A: I hear you, and I hope it works out.

Still, there is real evidence that the Cybertruck is coming closer to production. We recently posted a story about some intriguing images and video of the Cybertruck testing. It showed many clues about the truck nearing production (mirrors, wiper, lights, etc.).

Being that I have yet to drive either the Cybertruck, or the Ford F-150 Lightning, I have no insight to share with you. On the other hand, I’ve driven both the Model 3 and Mach-E, and they are both fantastic performers. Yes, I would choose the Ford as it is a little more intuitive and I found all models to be comfy for the driver. I think the Model Y is a better competitor with the Mach-E.

Anyway, I hope it works out. Keep us in the loop!

— N

2022 Ford Mustang Mach-E GT.

The last question comes from a friend in California who wants to know what he can do about getting screwed at a used car dealership.

Labor Day Sales is probably the best time to buy a car

Q: Just bought a 2017 Honda Pilot for $29,000. It had 70,000 miles on it.

Paid cash and got a warranty from the dealership last week. Now it’s dead and the “warranty” company won’t cover the glitch. The dealership won’t return my calls and I found a mountain of bad reviews on the place. Can you expose them!?

— Kana

[Photo: Flickr]

A: Good news my Amigo!

Not only do you have legal avenues, you should quality under California’s used car Lemon Law requirements.
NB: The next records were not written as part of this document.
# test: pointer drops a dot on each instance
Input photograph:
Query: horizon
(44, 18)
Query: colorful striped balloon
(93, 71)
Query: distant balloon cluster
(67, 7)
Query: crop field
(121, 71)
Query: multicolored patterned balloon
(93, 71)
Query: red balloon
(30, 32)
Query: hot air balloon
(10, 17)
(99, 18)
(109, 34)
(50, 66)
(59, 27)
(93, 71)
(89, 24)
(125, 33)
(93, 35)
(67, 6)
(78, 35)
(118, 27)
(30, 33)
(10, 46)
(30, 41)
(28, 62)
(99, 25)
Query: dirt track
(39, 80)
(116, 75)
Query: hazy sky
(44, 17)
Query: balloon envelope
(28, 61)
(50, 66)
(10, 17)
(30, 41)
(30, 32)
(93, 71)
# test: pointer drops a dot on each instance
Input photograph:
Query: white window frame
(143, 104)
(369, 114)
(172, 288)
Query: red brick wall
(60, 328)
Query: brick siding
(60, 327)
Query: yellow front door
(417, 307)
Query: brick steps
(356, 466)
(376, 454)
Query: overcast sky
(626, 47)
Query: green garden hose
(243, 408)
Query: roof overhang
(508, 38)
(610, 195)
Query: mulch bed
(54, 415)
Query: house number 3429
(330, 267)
Provided that you owned the vehicle for less than a month, and put less than 1,000 miles on it – the Lemon Law should apply.
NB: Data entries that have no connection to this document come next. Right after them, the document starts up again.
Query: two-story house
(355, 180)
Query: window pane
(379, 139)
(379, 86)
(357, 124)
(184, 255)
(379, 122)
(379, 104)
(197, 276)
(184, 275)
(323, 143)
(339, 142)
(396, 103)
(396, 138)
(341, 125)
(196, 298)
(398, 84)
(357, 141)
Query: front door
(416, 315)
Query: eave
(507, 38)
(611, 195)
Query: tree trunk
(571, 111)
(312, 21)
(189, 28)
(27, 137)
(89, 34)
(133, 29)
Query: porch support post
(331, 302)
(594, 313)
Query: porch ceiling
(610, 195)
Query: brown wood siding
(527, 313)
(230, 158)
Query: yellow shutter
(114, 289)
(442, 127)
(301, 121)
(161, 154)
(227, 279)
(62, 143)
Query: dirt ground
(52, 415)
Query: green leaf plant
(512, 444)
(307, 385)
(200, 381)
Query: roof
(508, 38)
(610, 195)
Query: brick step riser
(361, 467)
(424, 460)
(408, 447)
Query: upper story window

I cribbed the below Lemon Law information from Douglas D. Law Esq.

Qualifying under the Lemon Law

From 2013 on, the laws of California were amended to require that even “buy here, pay here” used car dealers must offer at least a 30 day or 1,000-mile warranty that covers the essential components of the car. However, most dealers that are not “buy here, pay here” will provide a better warranty, particularly if the vehicle is Certified Pre-Owned. Either way, the Lemon Law entitles you to compensation if you bought a used car and the following qualifications are met:

  • You bought the car from a retailer, not a private individual. Private used car sales are not covered under the law.
  • There is an active warranty on the car, whether that is the original manufacturer’s warranty or an extended warranty given by the retailer.
  • The pre-owned vehicle has a substantial defect.
  • The pre-owned vehicle has spent an excessive amount of time in the shop being repaired.
  • Despite a “reasonable number” of repair attempts, the car still is not fixed and the problem persist

Now, quickly reply and be prepared show up at the dealership with all of your paperwork – AND a printout of the Lemon Law. Don’t be afraid to seek legal guidance, many Lemon Law specialists do free consultations.

Finally: for all of you, make that dealership famous. There are several websites that you can report them to, including the Better Business Bureau and a variety of forums like Yelp – among others. Also, consider going to the state’s various dealerships associations, like IADAC.

Check local news sources too. You would be surprised about how many journalists are gathering data for a slam dunk on that business. On top of that, if a news piece has already posted about that dealership, contact the journalist and their editor. They are probably looking for additional material for updates and so-on.

Best of luck!

— N

p.s. Update: Kana retained an attorney and got a refund, along with additional money for expenses. Well done!